А потом они прошлись по деревне, до речки по снегам дойти не удалось. Солнце проводили как полагается, выкурив по сигарете и помолчав, стоя на самом краю обитаемого мира, у края холмов, где был виден вдалеке тамбовский лес. Там, за деревней, сейчас было пусто и заснеженно, и редкие следы охотников терялись в наступающем сумраке синего вечера. Туда, к лесу и речке, почти никто не ходил зимой. Земля, непотревоженная никем, спала и дожидалась лета, когда толпы отдыхающих и стада коров нахлынут вместе с тёплыми атмосферными фронтами и не дадут ей, земле, ни продыху, ни сна.
И им вдвоём было хорошо.
По сумеркам поехали домой. Вера, смеясь, рассказывала про свои университетские будни. Пожилые вахтёрши, случалось, всё ещё не давали ей ключи от аудиторий, принимая за студентку, а в мастерской не открывалось ни одно окно. Остановились разок на дамбе, так, покурить и поозираться по сторонам. Больно вечер уж был хорош, и далёкие огни пригорода отсюда казались мерцающими в морозном воздухе большими звёздами. И до города уже ехали молча, каждый думая о своём.
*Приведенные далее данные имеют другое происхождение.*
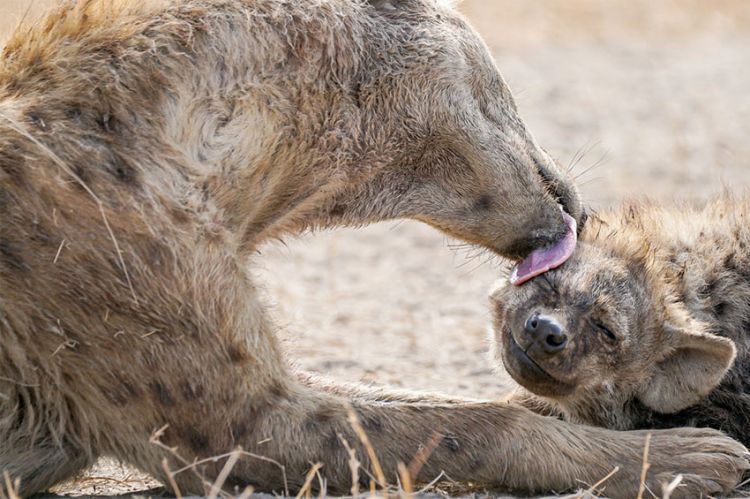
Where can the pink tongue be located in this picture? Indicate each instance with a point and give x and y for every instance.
(542, 260)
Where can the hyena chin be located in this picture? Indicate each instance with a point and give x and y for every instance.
(646, 326)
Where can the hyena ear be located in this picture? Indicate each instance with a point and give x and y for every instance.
(694, 367)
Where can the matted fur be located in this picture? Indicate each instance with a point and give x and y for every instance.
(146, 152)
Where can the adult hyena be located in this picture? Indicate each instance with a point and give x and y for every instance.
(146, 151)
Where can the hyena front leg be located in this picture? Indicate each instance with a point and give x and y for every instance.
(213, 378)
(490, 444)
(40, 466)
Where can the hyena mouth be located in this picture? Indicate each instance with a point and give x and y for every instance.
(541, 260)
(529, 374)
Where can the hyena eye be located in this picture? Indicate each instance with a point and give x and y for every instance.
(605, 331)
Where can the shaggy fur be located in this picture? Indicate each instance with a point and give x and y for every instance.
(656, 306)
(146, 152)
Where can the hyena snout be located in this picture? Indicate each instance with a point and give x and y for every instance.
(545, 333)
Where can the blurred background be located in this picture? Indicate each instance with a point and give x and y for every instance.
(643, 97)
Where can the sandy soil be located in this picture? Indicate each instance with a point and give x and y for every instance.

На проспекте, прощаясь, Валера наклонился к её окну и махнул рукой в лохматой варежке, подмигнув. А Вера, глядя ему вслед, ошарашенно понимала, что вот сейчас, уходя прочь, Валерий Леонидович становится для всех окружающих самым обычным человеком. В тёплом затрёпанном ватнике, с пятном стронцианки на рукаве. В своей вечной вязанной шапке-пилотке, с тяжёлым ящиком красок. И никто же не понимает, что совсем недавно, всего-то пару часов назад, с ними происходило необыкновенное. И в его этюднике всегда есть мягкие, пластичные, несмотря на мороз, оживающие на холсте, масляные краски, которыми он готов поделиться. А вот если убрать этот атрибут художника, оттягивающий плечо, останется внешность самого обычного, слишком замкнутого человека, неотличимого от тысяч других. И она сама — такая же, по сути.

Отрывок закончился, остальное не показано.